- Modern plant pathology benefits from integrating methods and concepts from evolutionary biology. For example, evolutionary concepts are used to identify and examine species boundaries of plant pathogens, recognize processes underlying pathogen biogeography, identify traits that characterize emerging species, and discover new molecular interactions that originate under processes of selection. In this dissertation, I integrate the elements of evolutionary biology, genomics, computational biology, and plant pathology with the objective of studying the evolutionary dynamics of two species of Phytophthora: P. rubi and P. fragariae, two important pathogens of Rosaceae species. P. rubi is found in the western U.S., where the majority of the fresh and processed raspberries are produced. Root rot of raspberries is one of the most destructive diseases in the western U.S., where up to 90% of the fields surveyed in Washington are affected by this disease. P. fragariae has been a very important disease of Strawberry across the world, and its recognized as the causal agent of red stele of strawberry.
My main objective was to identify the evolutionary dynamics of these species by studying the population structure and migrations of P. rubi across the states of California, Washington and Oregon, the highest producers of red raspberry in the world (Chapter 4). We used genotyping-by-sequencing (GBS) to characterize genetic diversity in populations of P. rubi sampled in the U.S. and other countries. Our results showed no evidence for population differentiation at a global or regional level. This effort also provides evidence of high rates of migration among fields in California and Oregon into Washington. This report provides new insights into the evolution and structure of global and U.S. West coast populations of the raspberry pathogen P. rubi indicating that human activity might be involved in moving the pathogen among regions and fields.
I was also interested in identifying the genomic changes associated with host specificity between P. rubi and P. fragariae to identify the regions of the genomes with evidence of selective pressures (Chapter 5 and Chapter 7). We sequenced the genome and the transcriptome of both species and predicted 23,475 and 20,448 genes for P. fragariae and P. rubi, respectively. Based on resequencing we further screened for evidence of selection and high allele fixation across all pairs of orthologous genes in both species. We found that classic families of genes involved in physiological disruption of the host plant (effectors) show few signatures of positive selection. We observed signatures of selection and selective sweeps in 42 candidate genes. None of these candidate genes are effectors, but rather, are genes involved in processes of transport, signaling, defense, and cell wall degradation, indicating that selection is acting on genes involved in recognition rather than pathogenicity. Therefore, we propose an alternate hypothesis of genome evolution based on a
system of genes involved in processes of recognition of the host, signaling, defense, and breakage of the host cell wall.
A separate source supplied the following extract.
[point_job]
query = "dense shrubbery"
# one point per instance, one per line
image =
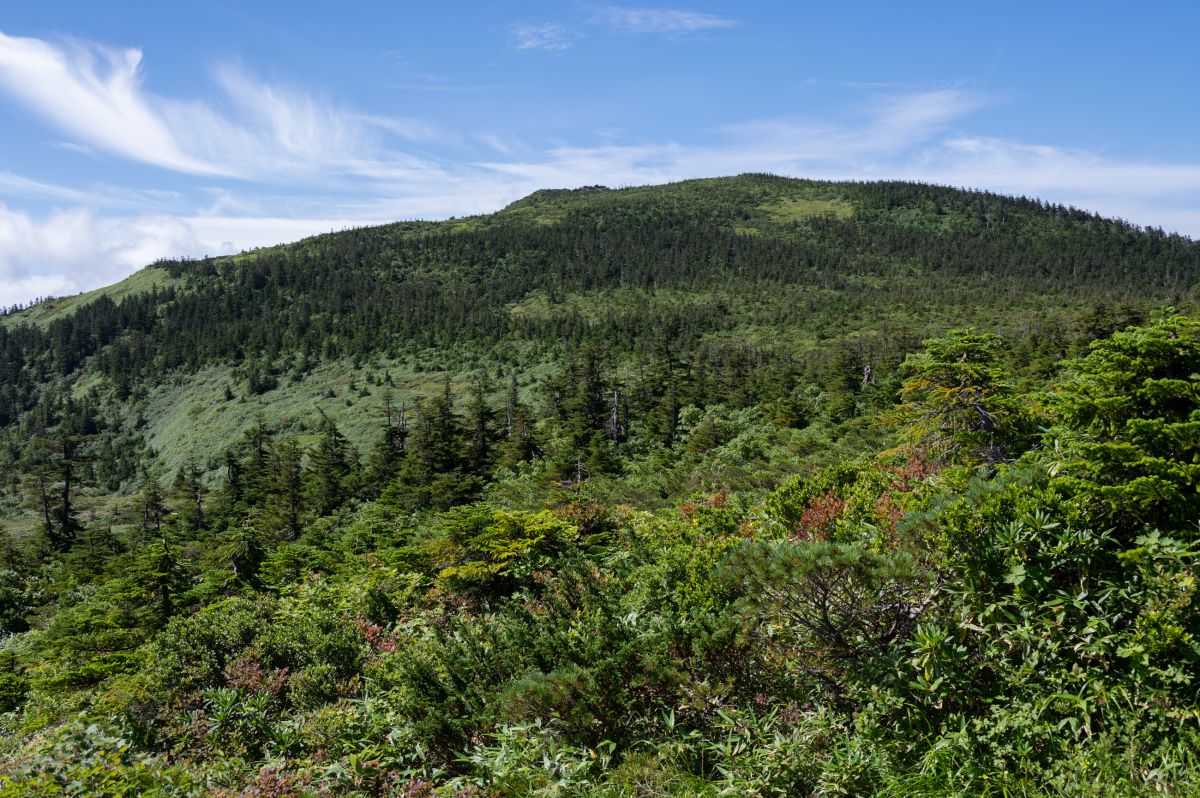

Finally, I created bioinformatic tools to facilitate the integration of evolutionary concepts (e.g., species identification. Chapter 2) or the identification of genes of interest (e.g., effector proteins. Chapter 6) for the plant pathology community, and we explore the use of leading genotyping techniques (e.g., genotyping-by-sequencing, Chapter 3) to study the dynamics of populations of plant pathogens. Overall, this dissertation presents an integration of concepts and tools plant pathology, evolutionary theory, genomics and bioinformatics to address questions relevant to the population history and selective pressures of these important plant pathogenic organisms.